A Greek Source on the Origin of the First Crusade
By Peter Charanis
Speculum, Vol.24:1 (1949)
Introduction: A Greek chronicle contains the following passage concerning Alexius Commenus and the role he played in bringing about the First Crusade:
Having considered, therefore, that it was impossible for him alone to undertake the battle on which everything depended, he decided that it was necessary to take the Italians as allies, and to succeed in this he used dissemblance of thought, wise tact and cunning. For he found it a godsend that this nation considered unbearable the domination of Jerusalem and the life-giving Sepulchre of Our Savior Jesus Christ by the Persians [Turks] and this he wed as a pretext. By the dispatchings of ambassadors to the bishop of Old Rome and to, as they would say, kings and rulers of those regions, and by the use of appropriate arguments, he prevailed over not a few of them to leave their country and succeeded in directing them in everyway to the task. That is the reason why many of them, numbering thousands and tens of thousands, having crossed the Ionian Sea, reached Constantinople with all speed, and, having exchanged assurances and oaths with them and concluded agreements, he advanced towards the East. With the aid of God and their alliance and by his own efforts he expelled the Persians [Turks] from the Roman territories, liberated the cities and restored the control of the East to its former glory. Such was this emperor: great in the conception of plans and the doing of deeds.

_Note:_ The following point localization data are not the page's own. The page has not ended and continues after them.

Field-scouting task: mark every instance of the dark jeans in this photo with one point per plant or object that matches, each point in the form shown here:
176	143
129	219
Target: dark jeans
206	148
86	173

The chronicle containing this important text was composed in the thirteenth century and was published anonymously by Sathas under the title of Synopsis Chronike. It has since been established, however, that it is the work of Theodore Skutariotes, an important personality of the second half of the thirteenth century. The Synopsis Chronike is a world history which comes down to 1261. Its principal sources are known; but here and there it contains information found nowhere else. This is particularly true for the period of the early Comneni. Skutariotes obviously had access to sources of information now lost. It was no doubt from such a source that he drew the text presented here. There is no reason to doubt its accuracy.